Melissa Colby
Melissa Colby is a seasoned sales and marketing executive with more than 25 years of professional experience, including nearly 18 years in the senior living industry. She is a graduate of the University of Southern California, where she studied Film, Communication, and Journalism with an initial career path far removed from senior care. After beginning her professional journey in the beauty and film industries in sales and marketing roles, she ultimately discovered senior living—and has remained deeply committed to the field ever since.
Her path into senior living was unexpected but personally meaningful. Although she graduated from USC Film School with plans for a different direction, she later found her calling in an industry closely aligned with her values and personal experiences. Her first apartment at USC was located across from the School of Gerontology, an area she was unaware of at the time, yet later returned to as a panel speaker reflecting on her impact in senior living. Influenced by a deep bond with her grandparents and a lifelong connection to older generations, she has built a career rooted in empathy, advocacy, and relationship-building across nearly every facet of the senior living sector.
Currently, Melissa serves in an outreach-focused leadership role with Silverado, where she supports education and engagement efforts with senior living professionals, physicians, hospitalists, and industry partners. She is responsible for communicating the organization’s distinct approach to memory care and fostering professional awareness of innovative care models. Known for her ability to connect people and ideas, she is also developing thought leadership around what she calls “the connector effect,” centered on the idea that meaningful relationships and service to others naturally generate lasting professional impact. Her work is informed by both professional experience and a personal understanding of families navigating aging and memory care, shaping a career defined by purpose-driven connection.
• RCFE License
• Dementia Certified
• University of Southern California - BA, Film, Communication, Journalism
• Alzheimer's Association
• Encino Chamber of Commerce
• UNLV
• USC
• Alzheimer's Association
What do you attribute your success to?
I think my connection to senior living really stems from my grandparents. For me, that relationship shaped everything. I know a lot of people in my generation don't always have the patience, or they don't always see older generations as such an important part of our story. It can sometimes feel like, 'What do they really know?' But I've always felt the opposite - I hang on their every word, because we are who we are because of the road they paved for us. That perspective has given me a deep respect for the aging process and a genuine appreciation for the lives and experiences of the people I serve. It's not just about care - it's about connection, understanding, and honoring their journey. On top of that, I'm naturally a people person. I thrive on building personal connections, and I tend to do that quickly and authentically. I think that ability, combined with my personal connection to my grandparents, has really been a key part of my success in senior living.

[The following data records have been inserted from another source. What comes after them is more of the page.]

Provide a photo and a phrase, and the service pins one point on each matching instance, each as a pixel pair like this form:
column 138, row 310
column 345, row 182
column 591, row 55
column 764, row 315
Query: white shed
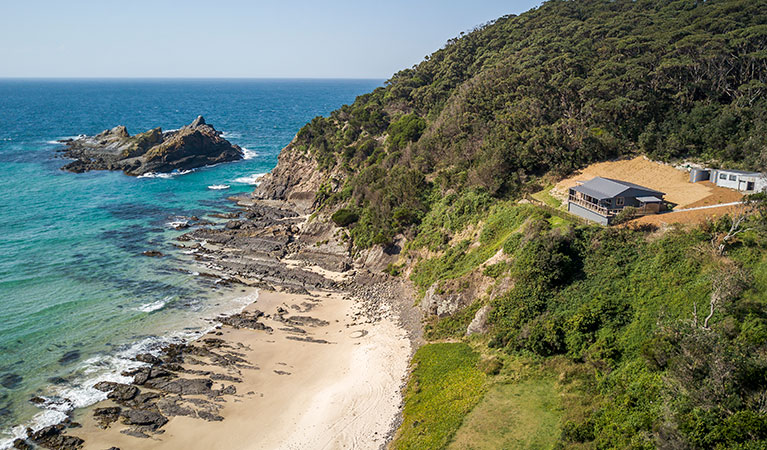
column 740, row 180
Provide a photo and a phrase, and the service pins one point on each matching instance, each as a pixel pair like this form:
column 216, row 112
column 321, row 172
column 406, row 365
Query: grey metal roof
column 741, row 172
column 601, row 188
column 649, row 199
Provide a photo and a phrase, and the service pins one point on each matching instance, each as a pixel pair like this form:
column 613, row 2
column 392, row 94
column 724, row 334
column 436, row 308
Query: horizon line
column 192, row 78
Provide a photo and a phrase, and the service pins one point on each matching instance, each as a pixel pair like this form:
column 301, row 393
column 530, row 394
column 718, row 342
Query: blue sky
column 231, row 38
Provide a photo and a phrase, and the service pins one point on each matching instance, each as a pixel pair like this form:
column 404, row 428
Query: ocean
column 77, row 297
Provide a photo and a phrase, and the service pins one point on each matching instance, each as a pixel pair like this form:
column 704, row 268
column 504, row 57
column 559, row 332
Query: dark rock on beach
column 107, row 416
column 195, row 145
column 150, row 419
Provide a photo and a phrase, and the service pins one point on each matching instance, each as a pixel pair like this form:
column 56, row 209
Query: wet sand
column 302, row 395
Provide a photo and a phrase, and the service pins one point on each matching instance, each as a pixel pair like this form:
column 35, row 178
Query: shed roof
column 649, row 200
column 601, row 188
column 741, row 172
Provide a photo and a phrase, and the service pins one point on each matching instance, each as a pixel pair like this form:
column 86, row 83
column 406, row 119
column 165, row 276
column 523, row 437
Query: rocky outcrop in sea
column 195, row 145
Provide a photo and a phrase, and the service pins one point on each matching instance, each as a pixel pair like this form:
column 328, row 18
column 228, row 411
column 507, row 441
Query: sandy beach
column 300, row 394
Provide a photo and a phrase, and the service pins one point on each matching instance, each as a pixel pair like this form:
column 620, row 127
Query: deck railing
column 607, row 212
column 594, row 207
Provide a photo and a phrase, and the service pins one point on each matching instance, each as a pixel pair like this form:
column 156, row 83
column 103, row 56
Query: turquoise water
column 77, row 297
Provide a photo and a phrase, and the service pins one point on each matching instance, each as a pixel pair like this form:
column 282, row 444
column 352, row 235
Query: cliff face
column 195, row 145
column 295, row 179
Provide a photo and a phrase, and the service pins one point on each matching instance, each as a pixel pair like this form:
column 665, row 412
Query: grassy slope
column 518, row 415
column 602, row 299
column 444, row 386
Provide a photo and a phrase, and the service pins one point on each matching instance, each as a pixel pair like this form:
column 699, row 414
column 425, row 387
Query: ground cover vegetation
column 635, row 338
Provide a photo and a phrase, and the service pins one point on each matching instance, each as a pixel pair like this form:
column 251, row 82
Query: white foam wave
column 165, row 175
column 154, row 306
column 230, row 134
column 248, row 154
column 81, row 393
column 252, row 180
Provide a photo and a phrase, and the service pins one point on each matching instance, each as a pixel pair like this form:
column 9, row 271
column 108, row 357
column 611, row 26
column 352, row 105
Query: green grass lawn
column 520, row 415
column 548, row 199
column 445, row 386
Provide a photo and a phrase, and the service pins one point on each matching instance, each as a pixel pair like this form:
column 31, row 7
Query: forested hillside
column 550, row 90
column 592, row 337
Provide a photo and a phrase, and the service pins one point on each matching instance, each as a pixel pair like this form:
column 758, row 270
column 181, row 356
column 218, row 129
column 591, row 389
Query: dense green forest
column 555, row 88
column 643, row 338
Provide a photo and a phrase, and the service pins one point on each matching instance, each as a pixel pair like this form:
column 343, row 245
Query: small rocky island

What advice would you give to young women entering your industry?
I think my advice would be to always be uniquely you. There will always be people that are going to be the naysayers or not believe in your vision, but always trust your heart and what you feel, and you'll never go wrong.
What are the biggest challenges or opportunities in your field right now?
One of the biggest challenges I face right now - especially in my work in memory care - is changing the way people perceive it. What I've learned over the past year and a half in a specialty memory care setting is that many people put memory care on the same level as hospice care. And while hospice is an incredible service and such a gift when it's needed, it's often viewed as a last resort. Unfortunately, memory care gets lumped into that same mindset. What I try to help people understand is that if you or your loved one has a memory-limiting diagnosis, like Alzheimer's disease or Parkinson's disease with cognitive decline, memory care shouldn't be the last option - it should be one of the first things you explore. For me, the biggest challenge is really around education. It's helping families understand that there's so much value in being proactive. When you move into memory care earlier, you're not giving something up - you're actually gaining support, structure, and quality of life. You can potentially slow progression, reduce stress, and allow both the individual and their family to adjust in a much healthier, more supported way. A lot of times, by the time families start considering memory care, they're already in crisis mode. And that's when decisions feel rushed, emotional, and overwhelming. So a big part of my role is helping people see that it's never too early to start planning, to start having conversations, and to look at memory care as a resource for living well - not just a response to decline. Of course, there's also the financial component, which can be a barrier, but at the core of it, my focus is really on shifting that mindset. Helping people understand that memory care is not an end - it's actually a way to better support the journey.
What values are most important to you in your work and personal life?
Trust and communication in both my work and personal life. I don't really believe you can ever over-communicate - I tend to be the person who would rather say something twice than risk it not being said at all. Another guiding principle for me comes from Silverado's culture: 'love is greater than fear.' That idea has really stayed with me. It's shaped not only how I show up in my work over the past year and a half, but also how I try to show up in my personal life. For me, it's about leading with compassion, choosing openness over assumption, and making sure people feel seen and supported. I try to carry that into everything - from professional relationships to my family life and even my 'broke besties' at home.